À cet égard, il est à noter qu’en cas d’urgence spécialement motivée, l’auteur du projet d’acte règlementaire peut s’abstenir de demander l’avis de la section de législation du Conseil d’État. Une dispense était donc possible en l’espèce, pour autant qu’elle soit dument justifiée. L’arrêt en cause relève toutefois que le ministre-président n’a pas souhaité faire usage de cette faculté.
10. Le respect de formalités préalables à l’adoption d’un arrêté ministériel n’a pas pour objectif de ralentir sa procédure d’élaboration, mais touche à certains aspects fondamentaux de notre démocratie et de l’État de droit.
La consultation de la section de législation du Conseil d’État assure ainsi, depuis près d’un siècle, un contrôle de la qualité des normes prises par les différentes entités qui composent la Belgique. Ce contrôle porte notamment sur le respect des droits fondamentaux de chacun, ainsi que de la Constitution et des règles de droit international.
11. Le Conseil d’État a dès lors eu bien raison de rappeler à l’ordre le gouvernement wallon sur ce point, fût-ce au prix de l’annulation de l’arrêté. On est toutefois en droit de regretter qu’en pleine période d’austérité budgétaire, au nom de laquelle chaque service public se voit réduit à son plus strict exercice, le contribuable doive assumer le cout d’un procès qui, en plus d’encombrer des magistrats débordés, aurait pu être évité.
Ce propos doit être nuancé : l’absence de consultation du Conseil d’État n’était pas le seul argument invoqué par Challenge. Il est donc possible que l’arrêté aurait été annulé pour d’autres raisons. Il n’en reste pas moins inacceptable qu’un tel manquement puisse encore affecter des décisions aussi sensibles. Le respect de l’État de droit, la légalité des actes gouvernementaux et – en l’espèce – le sort d’armes potentiellement utilisées dans une zone de guerre sensible méritent mieux de la part de nos dirigeants.
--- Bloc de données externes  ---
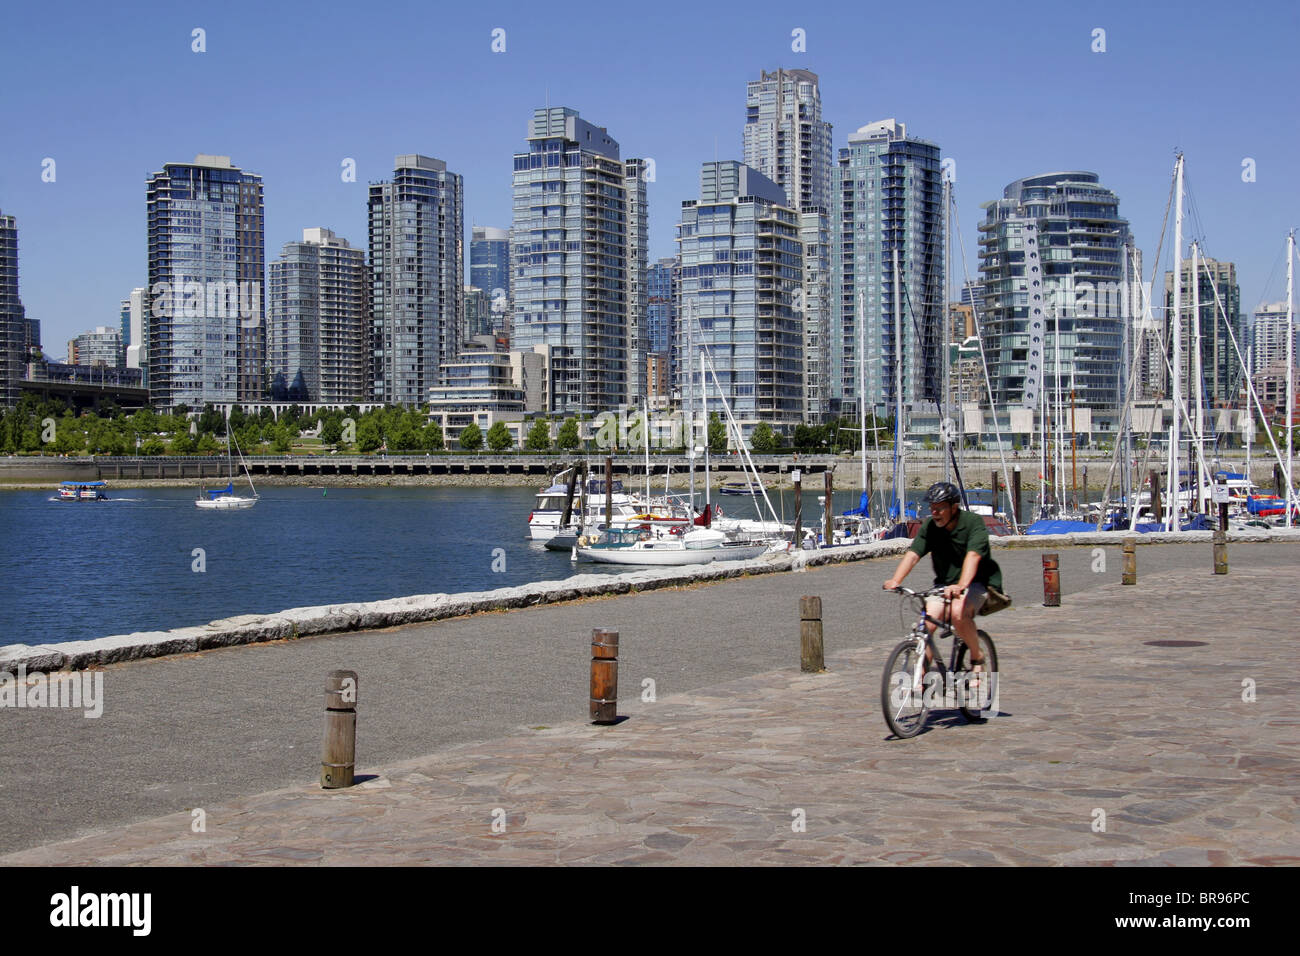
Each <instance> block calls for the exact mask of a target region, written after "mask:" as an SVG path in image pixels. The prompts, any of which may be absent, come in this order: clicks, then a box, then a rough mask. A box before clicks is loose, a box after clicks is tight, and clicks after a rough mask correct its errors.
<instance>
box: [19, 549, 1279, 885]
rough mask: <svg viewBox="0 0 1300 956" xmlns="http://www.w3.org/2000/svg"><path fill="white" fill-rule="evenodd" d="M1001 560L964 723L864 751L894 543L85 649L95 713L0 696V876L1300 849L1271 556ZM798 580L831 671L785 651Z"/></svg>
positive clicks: (891, 631)
mask: <svg viewBox="0 0 1300 956" xmlns="http://www.w3.org/2000/svg"><path fill="white" fill-rule="evenodd" d="M997 558H998V561H1000V562H1001V563H1002V566H1004V568H1005V570H1006V572H1008V580H1009V583H1010V584H1009V587H1010V589H1011V592H1013V596H1014V597H1015V598H1017V605H1015V607H1013V609H1011V610H1009V611H1005V613H1002V614H998V615H996V617H992V618H988V619H987V626H988V630H989V631H991V632H992V633H993V636H995V639H996V640H997V646H998V657H1000V670H1001V683H1000V693H1001V701H1000V702H1001V713H1000V715H998V717H997V718H995V719H992V721H989V722H987V723H984V724H982V726H972V724H967V723H965V722H963V721H962V718H961V717H959V715H958V714H957V713H956V711H940V713H939V715H937V719H936V721H933V722H932V724H931V730H930V731H928V732H927V734H924V735H922V736H920V737H917V739H914V740H906V741H898V740H891V739H888V737H887V730H885V726H884V722H883V719H881V717H880V709H879V683H880V671H881V667H883V665H884V658H885V656H887V653H888V649H889V648H891V646H892V645H893V644H896V643H897V641H898V640H900V637H901V626H900V623H898V611H897V598H894V597H892V596H888V594H884V593H883V592H880V591H879V587H880V581H881V580H883V579H884V578H887V576H888V572H889V571H891V570H892V567H893V564H894V563H896V562H894V559H893V558H888V559H879V561H870V562H861V563H855V564H849V566H840V567H827V568H819V570H814V571H809V572H806V574H794V575H775V576H764V578H758V579H746V580H738V581H728V583H723V584H715V585H706V587H697V588H690V589H684V591H664V592H651V593H645V594H628V596H621V597H615V598H606V600H598V601H582V602H575V604H569V605H560V606H551V607H537V609H530V610H524V611H511V613H503V614H486V615H476V617H473V618H468V619H461V620H448V622H441V623H437V624H428V626H415V627H404V628H393V630H389V631H383V632H373V633H354V635H341V636H337V637H320V639H312V640H303V641H289V643H277V644H270V645H256V646H250V648H231V649H224V650H216V652H207V653H203V654H192V656H186V657H181V658H162V659H156V661H140V662H133V663H126V665H114V666H112V667H108V669H107V670H105V671H104V674H105V710H104V717H103V718H100V719H99V721H94V719H83V718H81V715H79V714H78V715H75V717H74V715H72V714H66V713H56V711H31V710H25V711H6V713H4V714H0V718H3V719H5V721H6V724H5V726H6V731H12V732H6V734H5V737H6V741H5V743H4V744H3V750H0V763H3V766H0V780H3V782H4V783H3V784H0V786H3V791H0V792H3V793H4V795H5V800H4V801H3V804H4V809H3V810H0V835H3V839H4V842H3V843H0V845H3V847H5V848H9V849H13V848H16V847H26V849H22V851H19V852H16V853H10V855H8V856H4V857H0V862H4V864H9V865H13V864H72V865H86V864H221V862H235V864H308V865H320V864H325V865H331V864H412V862H432V864H482V862H495V864H555V862H581V864H624V862H627V864H636V862H640V864H789V862H803V864H841V862H842V864H854V862H861V864H907V862H920V864H1104V862H1118V864H1140V865H1160V864H1174V865H1204V864H1223V865H1240V864H1291V865H1294V864H1296V862H1300V830H1297V827H1296V823H1297V822H1300V796H1297V791H1296V782H1297V779H1300V757H1297V753H1296V748H1297V740H1300V732H1297V731H1300V717H1297V715H1296V714H1295V701H1296V698H1297V693H1296V692H1297V684H1300V680H1297V676H1296V675H1295V667H1294V662H1295V649H1296V641H1295V635H1294V623H1292V622H1294V620H1295V618H1296V615H1297V614H1300V597H1297V594H1300V551H1297V550H1296V548H1295V545H1286V544H1269V545H1236V546H1234V548H1232V550H1231V572H1230V574H1229V575H1227V576H1214V575H1212V574H1210V566H1212V561H1210V549H1209V545H1199V546H1191V545H1182V546H1149V548H1141V549H1139V561H1140V567H1139V584H1138V587H1122V585H1121V584H1119V554H1118V549H1108V551H1106V564H1105V568H1104V570H1099V571H1093V570H1092V568H1093V567H1096V557H1095V555H1093V553H1092V551H1091V549H1066V550H1062V553H1061V559H1062V587H1063V592H1065V598H1063V606H1062V607H1057V609H1047V607H1041V606H1040V604H1039V602H1040V601H1041V584H1040V576H1039V567H1040V562H1039V553H1037V551H1034V550H1028V551H998V554H997ZM924 570H926V568H924V567H923V568H920V570H919V571H918V572H917V574H915V575H913V578H914V579H922V580H923V579H924V578H926V575H923V574H922V572H923V571H924ZM913 583H915V581H914V580H909V584H913ZM801 593H811V594H822V596H823V600H824V602H826V641H827V665H828V669H829V670H828V672H826V674H800V671H798V594H801ZM593 626H606V627H611V628H615V630H619V631H620V632H621V653H620V658H621V659H623V663H621V669H620V698H621V702H620V706H619V713H620V714H624V715H625V717H627V719H625V721H624V722H621V723H619V724H617V726H614V727H593V726H590V724H589V723H586V721H585V710H586V700H585V698H586V666H588V650H589V633H590V628H591V627H593ZM1158 640H1180V641H1197V644H1196V645H1193V646H1158V645H1152V644H1149V641H1158ZM333 667H352V669H355V670H357V671H359V672H360V688H359V705H357V710H359V741H357V750H359V754H357V770H359V773H360V774H363V775H364V777H368V779H365V780H364V782H363V783H360V784H359V786H356V787H354V788H351V790H347V791H335V792H325V791H321V790H320V788H318V787H317V786H316V784H315V782H313V778H315V775H316V773H317V770H318V765H317V760H318V748H320V743H318V741H320V727H321V695H320V688H321V685H322V682H324V676H325V674H326V672H328V671H329V670H330V669H333ZM647 679H650V680H654V682H655V693H656V700H655V701H653V702H651V701H647V700H642V688H643V687H647V685H646V684H643V682H645V680H647ZM1252 692H1253V693H1252ZM1243 695H1244V696H1247V697H1253V700H1243ZM18 740H21V741H23V745H22V753H21V754H19V753H17V749H18V745H17V744H16V743H14V741H18ZM403 750H404V752H406V753H403ZM417 754H430V756H417ZM61 761H64V762H62V763H61ZM277 779H278V780H282V783H279V782H277V783H273V786H270V787H268V786H256V784H257V783H261V782H265V780H277ZM276 787H278V788H276ZM260 791H272V792H260ZM18 792H22V793H23V799H22V800H21V801H17V800H16V795H17V793H18ZM247 793H259V795H255V796H246V795H247ZM164 808H165V809H164ZM195 808H201V809H203V810H204V823H205V831H203V832H195V831H194V829H192V827H194V816H192V814H191V810H192V809H195ZM149 809H152V810H153V812H152V813H149V812H148V810H149ZM168 810H170V814H169V816H159V813H166V812H168ZM142 817H152V818H149V819H142ZM126 821H135V822H129V823H126V825H125V826H123V825H122V823H123V822H126ZM502 822H503V823H504V830H503V831H500V830H502ZM494 823H495V825H497V826H495V829H494ZM1102 827H1104V829H1102ZM69 831H79V832H82V834H88V835H83V836H81V838H79V839H74V840H68V842H62V843H51V840H59V839H64V838H66V836H70V835H72V832H69ZM35 844H45V845H35Z"/></svg>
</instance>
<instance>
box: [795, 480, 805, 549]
mask: <svg viewBox="0 0 1300 956" xmlns="http://www.w3.org/2000/svg"><path fill="white" fill-rule="evenodd" d="M792 477H793V480H794V550H798V549H800V548H802V546H803V481H802V477H803V473H802V472H801V471H800V470H798V468H796V470H794V475H793V476H792Z"/></svg>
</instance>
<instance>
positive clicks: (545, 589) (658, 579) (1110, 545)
mask: <svg viewBox="0 0 1300 956" xmlns="http://www.w3.org/2000/svg"><path fill="white" fill-rule="evenodd" d="M1210 536H1212V532H1208V531H1184V532H1156V533H1151V535H1134V536H1132V537H1135V538H1136V541H1138V544H1140V545H1167V544H1200V545H1203V546H1205V545H1209V544H1210ZM1125 537H1130V535H1128V533H1127V532H1075V533H1070V535H1035V536H1015V537H993V538H992V542H993V548H996V549H997V548H1018V549H1023V548H1032V549H1060V548H1079V546H1110V548H1118V546H1119V545H1121V542H1122V541H1123V538H1125ZM1227 538H1229V542H1230V544H1251V542H1300V528H1297V529H1290V531H1287V529H1281V528H1279V529H1262V528H1261V529H1260V531H1251V532H1230V533H1229V536H1227ZM910 544H911V542H910V541H909V540H906V538H900V540H893V541H881V542H875V544H868V545H861V546H855V548H836V549H832V550H828V551H793V553H790V554H780V555H772V557H766V558H759V559H755V561H737V562H722V563H716V564H703V566H695V567H688V568H645V570H641V571H630V572H627V574H620V575H603V574H602V575H575V576H572V578H567V579H563V580H556V581H537V583H533V584H525V585H520V587H515V588H498V589H495V591H482V592H464V593H458V594H416V596H411V597H396V598H390V600H386V601H370V602H365V604H343V605H320V606H315V607H291V609H289V610H285V611H279V613H277V614H246V615H238V617H233V618H222V619H221V620H213V622H211V623H208V624H203V626H196V627H181V628H173V630H169V631H140V632H135V633H127V635H113V636H109V637H100V639H96V640H90V641H68V643H62V644H40V645H27V644H13V645H8V646H0V672H12V674H17V672H18V671H19V669H22V670H26V671H27V672H35V671H55V670H82V669H86V667H96V666H103V665H109V663H118V662H122V661H134V659H140V658H147V657H162V656H166V654H188V653H194V652H198V650H208V649H211V648H224V646H234V645H240V644H257V643H263V641H273V640H286V639H290V640H292V639H298V637H309V636H315V635H326V633H341V632H348V631H368V630H374V628H385V627H395V626H400V624H416V623H424V622H433V620H442V619H446V618H458V617H463V615H468V614H478V613H482V611H499V610H511V609H517V607H532V606H536V605H545V604H559V602H564V601H576V600H581V598H591V597H603V596H610V594H627V593H629V592H640V591H655V589H659V588H677V587H689V585H693V584H706V583H711V581H722V580H727V579H732V578H742V576H751V575H763V574H777V572H787V571H800V570H803V568H807V567H816V566H820V564H832V563H844V562H852V561H863V559H868V558H880V557H888V555H894V554H901V553H902V551H904V550H906V549H907V546H909V545H910Z"/></svg>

Il en va aussi de la confiance des citoyens dans les institutions politiques.
12. Il reviendra désormais au nouveau gouvernement wallon ou à son ministre compétent en matière d’armes de trancher l’épineuse question du transit de matériel militaire vers Israël. S’il ne le fait pas, ce sera l’arrêté ministériel précédent qui s’appliquera, qui, selon ce qu’en a dit la presse, interdisait le transbordement de ce matériel sur le sol wallon, c’est-à-dire le fait de le charger ou de le décharger en Wallonie, mais n’en interdisait pas le transit ; lorsqu’il s’agit de transit, le matériel ne quitte pas l’avion.
Si le gouvernement ou le ministre devait adopter un nouvel arrêté, puisse-t-il prendre soin de consulter le Conseil d’État avant d’agir. Et – pourquoi pas ? – relire l’exhortation que lançait Albert Camus aux États qui collaboraient avec le régime franquiste : « Il est grand temps que nos représentants renient en public la théorie qui consiste à dire ‘nous allons donner des armes à un dictateur et il deviendra démocrate’. Non ! Si vous lui donnez des armes, il tirera à bout portant, comme c’est son métier, dans le ventre de la liberté ».